Flagpole and Monument Dedicated to Confederate Soldiers Buried in Oconee County

Sunday's ceremony at Watkinsville Cemetery also honored the late Robert N. Hale, Sr., who was instrumental in marking the graves of Confederate soldiers in Oconee and surrounding counties.

The Brig. Gen. T.R.R. Cobb Camp No. 97 Sons of the Confederate Veterans on April 22, 2012 held a flagpole and monument dedication ceremony to honor Confederate soldiers buried in Oconee County.

The ceremony took place at Watkinsville Cemetery, where 34 Confederate soldiers are known to be buried. Their names were read aloud and the flags were raised while Taps was played. The 18th Ga. Vol. Infantry Honor Guard posted the colors and also gave a musket salute.

Also recognized was the late Robert N. Hale, Sr., who spent much of his life researching the service of those soldiers who died and ordering and installing headstones to mark their graves throughout Oconee and surrounding counties.  His family was presented with a plaque in Hale's honor and they unveiled the monument.

A solar light will be installed on the flagpole so that it will be visible day and night.

Watkinsville Mayor Charles Ivie announced that contributions made to the ongoing maintenance of the cemetery are now tax deductible.

On Confederate Memorial Day, Thursday, April 26, another ceremony will be held at Oconee Hill Cemetery in Athens at 4 p.m.

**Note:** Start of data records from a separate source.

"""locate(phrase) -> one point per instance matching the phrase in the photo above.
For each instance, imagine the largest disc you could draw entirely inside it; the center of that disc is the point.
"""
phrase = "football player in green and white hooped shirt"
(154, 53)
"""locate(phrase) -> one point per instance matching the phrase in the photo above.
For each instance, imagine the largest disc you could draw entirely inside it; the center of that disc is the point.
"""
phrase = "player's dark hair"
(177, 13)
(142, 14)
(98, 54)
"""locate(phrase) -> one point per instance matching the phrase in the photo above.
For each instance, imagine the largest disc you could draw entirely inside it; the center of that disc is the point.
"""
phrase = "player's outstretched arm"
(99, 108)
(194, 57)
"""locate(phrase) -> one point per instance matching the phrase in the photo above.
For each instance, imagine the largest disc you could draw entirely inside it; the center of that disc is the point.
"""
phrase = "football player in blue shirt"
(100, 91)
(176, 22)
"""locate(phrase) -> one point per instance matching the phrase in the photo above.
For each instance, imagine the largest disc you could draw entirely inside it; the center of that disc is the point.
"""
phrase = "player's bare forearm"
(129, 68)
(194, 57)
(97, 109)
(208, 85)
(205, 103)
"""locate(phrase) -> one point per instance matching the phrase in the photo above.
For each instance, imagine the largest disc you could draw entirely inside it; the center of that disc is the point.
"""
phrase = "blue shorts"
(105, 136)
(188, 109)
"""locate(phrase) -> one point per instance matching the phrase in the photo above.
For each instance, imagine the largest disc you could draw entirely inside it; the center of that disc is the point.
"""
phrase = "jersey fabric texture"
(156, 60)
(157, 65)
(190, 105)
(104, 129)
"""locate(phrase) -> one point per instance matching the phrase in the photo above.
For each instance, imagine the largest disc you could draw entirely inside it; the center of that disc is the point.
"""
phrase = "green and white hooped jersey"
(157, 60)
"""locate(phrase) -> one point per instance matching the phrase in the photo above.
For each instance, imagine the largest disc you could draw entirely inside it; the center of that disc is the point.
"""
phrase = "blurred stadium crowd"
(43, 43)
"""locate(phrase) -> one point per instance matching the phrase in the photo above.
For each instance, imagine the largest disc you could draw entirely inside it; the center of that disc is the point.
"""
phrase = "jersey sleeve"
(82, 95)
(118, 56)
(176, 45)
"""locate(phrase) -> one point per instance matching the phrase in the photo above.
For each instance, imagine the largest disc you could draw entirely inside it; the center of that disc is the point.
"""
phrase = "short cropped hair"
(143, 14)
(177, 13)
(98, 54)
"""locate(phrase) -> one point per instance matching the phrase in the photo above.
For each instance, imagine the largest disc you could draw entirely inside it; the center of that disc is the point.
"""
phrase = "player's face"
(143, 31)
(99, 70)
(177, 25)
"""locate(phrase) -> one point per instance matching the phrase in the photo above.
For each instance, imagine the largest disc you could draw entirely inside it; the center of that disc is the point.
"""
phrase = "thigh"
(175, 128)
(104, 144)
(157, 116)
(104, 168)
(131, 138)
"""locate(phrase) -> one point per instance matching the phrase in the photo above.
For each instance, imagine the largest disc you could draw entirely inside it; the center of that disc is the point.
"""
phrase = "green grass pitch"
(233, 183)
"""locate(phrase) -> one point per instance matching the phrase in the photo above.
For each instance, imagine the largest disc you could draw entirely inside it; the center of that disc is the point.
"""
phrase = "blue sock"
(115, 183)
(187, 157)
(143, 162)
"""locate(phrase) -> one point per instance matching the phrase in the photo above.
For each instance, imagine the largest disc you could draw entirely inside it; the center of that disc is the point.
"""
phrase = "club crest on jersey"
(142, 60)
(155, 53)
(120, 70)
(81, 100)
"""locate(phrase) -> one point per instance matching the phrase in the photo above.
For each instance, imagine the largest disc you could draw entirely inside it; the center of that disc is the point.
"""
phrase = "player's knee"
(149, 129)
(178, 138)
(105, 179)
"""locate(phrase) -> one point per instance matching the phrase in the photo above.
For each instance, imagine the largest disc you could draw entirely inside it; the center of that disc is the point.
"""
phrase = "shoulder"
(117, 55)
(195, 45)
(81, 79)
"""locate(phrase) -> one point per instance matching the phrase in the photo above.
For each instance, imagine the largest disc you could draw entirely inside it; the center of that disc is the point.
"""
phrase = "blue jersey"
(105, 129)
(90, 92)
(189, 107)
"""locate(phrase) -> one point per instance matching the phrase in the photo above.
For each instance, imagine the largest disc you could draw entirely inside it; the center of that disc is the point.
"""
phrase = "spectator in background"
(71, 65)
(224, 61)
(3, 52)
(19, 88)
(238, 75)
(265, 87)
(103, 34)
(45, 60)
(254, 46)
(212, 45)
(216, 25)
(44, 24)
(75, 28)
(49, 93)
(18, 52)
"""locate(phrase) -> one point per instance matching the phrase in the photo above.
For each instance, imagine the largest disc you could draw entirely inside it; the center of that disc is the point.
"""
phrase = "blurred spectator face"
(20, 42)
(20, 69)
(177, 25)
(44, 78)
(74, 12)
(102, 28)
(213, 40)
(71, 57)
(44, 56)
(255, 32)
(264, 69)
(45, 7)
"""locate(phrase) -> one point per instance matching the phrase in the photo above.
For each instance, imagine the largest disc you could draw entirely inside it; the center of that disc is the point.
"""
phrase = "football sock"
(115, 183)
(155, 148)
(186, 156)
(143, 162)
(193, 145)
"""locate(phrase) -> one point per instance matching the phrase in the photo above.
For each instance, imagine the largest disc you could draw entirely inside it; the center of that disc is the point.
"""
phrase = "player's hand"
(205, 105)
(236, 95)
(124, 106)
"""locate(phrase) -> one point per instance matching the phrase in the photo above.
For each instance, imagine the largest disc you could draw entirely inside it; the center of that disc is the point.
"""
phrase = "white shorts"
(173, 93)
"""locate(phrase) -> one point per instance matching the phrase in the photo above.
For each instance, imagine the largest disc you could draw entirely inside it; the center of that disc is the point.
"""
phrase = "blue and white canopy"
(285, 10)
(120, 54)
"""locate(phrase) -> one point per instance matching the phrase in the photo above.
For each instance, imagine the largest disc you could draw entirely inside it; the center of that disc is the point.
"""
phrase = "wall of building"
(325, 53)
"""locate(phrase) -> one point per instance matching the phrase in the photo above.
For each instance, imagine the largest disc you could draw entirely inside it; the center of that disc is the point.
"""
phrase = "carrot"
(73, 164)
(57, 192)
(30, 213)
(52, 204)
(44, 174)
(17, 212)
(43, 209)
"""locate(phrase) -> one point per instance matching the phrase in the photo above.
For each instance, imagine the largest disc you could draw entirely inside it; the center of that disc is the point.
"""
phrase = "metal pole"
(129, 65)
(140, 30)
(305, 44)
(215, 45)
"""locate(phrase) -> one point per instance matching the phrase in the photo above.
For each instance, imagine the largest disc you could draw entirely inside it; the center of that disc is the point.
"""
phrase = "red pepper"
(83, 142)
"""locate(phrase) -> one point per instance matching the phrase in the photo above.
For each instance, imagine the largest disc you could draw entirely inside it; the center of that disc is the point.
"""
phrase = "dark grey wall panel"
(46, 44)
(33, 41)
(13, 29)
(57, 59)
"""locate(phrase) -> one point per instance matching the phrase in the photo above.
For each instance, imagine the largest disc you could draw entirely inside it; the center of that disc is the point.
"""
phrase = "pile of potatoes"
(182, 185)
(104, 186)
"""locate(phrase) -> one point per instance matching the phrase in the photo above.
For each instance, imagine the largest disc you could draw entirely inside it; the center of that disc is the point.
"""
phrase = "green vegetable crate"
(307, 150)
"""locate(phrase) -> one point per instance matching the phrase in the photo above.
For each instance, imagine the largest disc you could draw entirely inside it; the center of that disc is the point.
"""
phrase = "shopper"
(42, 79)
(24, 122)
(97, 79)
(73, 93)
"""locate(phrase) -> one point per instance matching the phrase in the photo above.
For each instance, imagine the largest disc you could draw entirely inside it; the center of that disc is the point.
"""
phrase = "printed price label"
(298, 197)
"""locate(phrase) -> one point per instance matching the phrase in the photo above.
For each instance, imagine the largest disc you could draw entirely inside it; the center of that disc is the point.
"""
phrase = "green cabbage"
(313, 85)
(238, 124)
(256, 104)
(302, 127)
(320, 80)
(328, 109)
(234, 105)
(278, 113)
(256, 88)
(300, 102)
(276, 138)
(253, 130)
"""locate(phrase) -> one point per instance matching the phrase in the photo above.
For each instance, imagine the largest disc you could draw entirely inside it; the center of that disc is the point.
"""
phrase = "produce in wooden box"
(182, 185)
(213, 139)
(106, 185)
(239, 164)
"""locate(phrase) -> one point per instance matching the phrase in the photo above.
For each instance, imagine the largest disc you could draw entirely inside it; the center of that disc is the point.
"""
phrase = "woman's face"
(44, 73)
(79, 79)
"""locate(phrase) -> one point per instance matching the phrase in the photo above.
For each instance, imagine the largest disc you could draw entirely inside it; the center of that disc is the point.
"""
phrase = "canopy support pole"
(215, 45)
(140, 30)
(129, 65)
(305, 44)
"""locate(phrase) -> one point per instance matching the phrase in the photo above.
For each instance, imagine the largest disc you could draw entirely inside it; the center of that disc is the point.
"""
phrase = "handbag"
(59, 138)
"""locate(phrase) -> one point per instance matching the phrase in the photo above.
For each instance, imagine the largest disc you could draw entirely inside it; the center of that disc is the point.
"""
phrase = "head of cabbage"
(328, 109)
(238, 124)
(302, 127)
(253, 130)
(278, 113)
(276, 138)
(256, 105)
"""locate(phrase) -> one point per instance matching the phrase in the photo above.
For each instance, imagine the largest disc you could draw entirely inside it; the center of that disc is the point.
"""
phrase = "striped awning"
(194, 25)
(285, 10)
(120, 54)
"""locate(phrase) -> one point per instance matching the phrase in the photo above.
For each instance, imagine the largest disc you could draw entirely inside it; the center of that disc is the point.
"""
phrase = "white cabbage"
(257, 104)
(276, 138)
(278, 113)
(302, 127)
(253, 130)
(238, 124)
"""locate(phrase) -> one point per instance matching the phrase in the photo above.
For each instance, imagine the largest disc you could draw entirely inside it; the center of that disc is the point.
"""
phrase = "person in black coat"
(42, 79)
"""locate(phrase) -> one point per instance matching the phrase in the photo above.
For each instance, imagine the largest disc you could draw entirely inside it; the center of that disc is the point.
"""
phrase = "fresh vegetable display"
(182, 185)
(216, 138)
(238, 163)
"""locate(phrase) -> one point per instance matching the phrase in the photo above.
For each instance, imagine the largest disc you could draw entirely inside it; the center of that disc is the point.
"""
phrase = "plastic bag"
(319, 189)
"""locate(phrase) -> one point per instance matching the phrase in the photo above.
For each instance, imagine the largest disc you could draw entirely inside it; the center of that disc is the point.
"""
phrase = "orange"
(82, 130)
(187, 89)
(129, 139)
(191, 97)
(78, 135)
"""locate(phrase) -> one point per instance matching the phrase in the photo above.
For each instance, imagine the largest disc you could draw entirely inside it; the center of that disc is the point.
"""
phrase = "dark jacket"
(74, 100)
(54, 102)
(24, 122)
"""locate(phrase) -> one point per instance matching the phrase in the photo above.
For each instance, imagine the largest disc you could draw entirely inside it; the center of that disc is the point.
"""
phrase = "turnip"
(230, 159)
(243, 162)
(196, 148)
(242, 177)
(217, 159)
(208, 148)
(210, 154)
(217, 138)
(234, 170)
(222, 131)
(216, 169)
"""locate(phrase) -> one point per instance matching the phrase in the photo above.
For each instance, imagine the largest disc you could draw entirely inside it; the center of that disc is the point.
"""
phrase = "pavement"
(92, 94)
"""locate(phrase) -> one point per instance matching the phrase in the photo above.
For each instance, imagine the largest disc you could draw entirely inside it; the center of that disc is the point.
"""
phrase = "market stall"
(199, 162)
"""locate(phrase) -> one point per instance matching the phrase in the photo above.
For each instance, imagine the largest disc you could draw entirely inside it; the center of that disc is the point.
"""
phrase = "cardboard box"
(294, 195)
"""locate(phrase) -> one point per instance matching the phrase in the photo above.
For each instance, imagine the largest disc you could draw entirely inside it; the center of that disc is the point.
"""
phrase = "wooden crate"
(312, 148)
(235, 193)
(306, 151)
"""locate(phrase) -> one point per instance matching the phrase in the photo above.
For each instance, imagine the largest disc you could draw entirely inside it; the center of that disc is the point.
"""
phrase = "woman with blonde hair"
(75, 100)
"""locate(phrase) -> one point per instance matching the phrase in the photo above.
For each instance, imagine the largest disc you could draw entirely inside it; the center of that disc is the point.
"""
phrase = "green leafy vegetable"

Charles Gard'ner April 24, 2012 at 03:01 AM
Is there a group in Oconee Co.also doing research into the lost buriel sites of the many slaves owned by those good Christian soldiers of Oconee Co. who gave their lives in "the War between the States" to preserve a way of life that would make Jesus proud ?
John Weir April 24, 2012 at 03:39 AM
Don't know, Charles. Can you cite the passage in scripture where Jesus condemns the way of life to which you refer? The War Between the States was fought to stop an invader whose intent was to shove a government the people of Georgia did not want with a bayonet. Government is created by people for their common benefit. When it stops being benefit, people have a right to change or replace it. The good Christian soldiers of Oconee County fought to defend that right. They have no reason to apologize nor feel shame for doing that.
Jsmith April 24, 2012 at 11:18 AM
What a wonderful tribute to these soldiers. Thank you, members of the Cobb Camp!
Charles Gard'ner April 24, 2012 at 01:45 PM
Mr. Weir....Thank you for your comment on my comment. As a native born southerner who was raised overseas and did not return to the south until the mid sixties..during the war of independence which was being waged to give ALL Americans in the south the rights which you so strongly defend, I find the southern attitude of defending our ancestors rights to enslave and sell other human beings back in the 1800's as kind of embarrassing and sad. The South, of which I am part off still seems to have this 'macho' attitude of..."You can't tell us what to do !" ...even if they are standing in a puddle of their own sh*t.
John Weir April 24, 2012 at 07:58 PM
Mr. Gard'ner, I am sorry you feel that way and that you are so misinformed about the Southern cause. The States created the Union to serve them. They entered the Union as equal partners, voluntarily having chosen their government. 80 years later the States of the South found themselves junior partners in the Union - heavily taxed to pay for internal improvements in the manufacturing States and shut out of the territories owned and administered by the Union they were part of. For seven cotton exporting States this was not the Union they joined. Sectionalism had taken over and federal taxation went from generating revenue to pay for government to protecting politically connected industries from foreign competition. The States that exported cotton were faced with the choice of either leaving the Union or totally reorganizing their economies. Since the Union was set up to serve them rather than the other way around, they decided to leave a bad relationship and set up a new government. It isn't machismo. It is a matter of who is the servant and who is the master. Government is the servant. The Federal government, now dominated by a section of the country hostile to international trade, used force to keep the South in the Union so it could be taxed. That is what the war was about.
clark williams May 01, 2012 at 04:52 PM
Charles,why don't you start a group to mark the slave's graves? I personally have been in many slave grave yards that were maintained by SCV camps,local history groups,private family palntations and others. But there is always work to be done.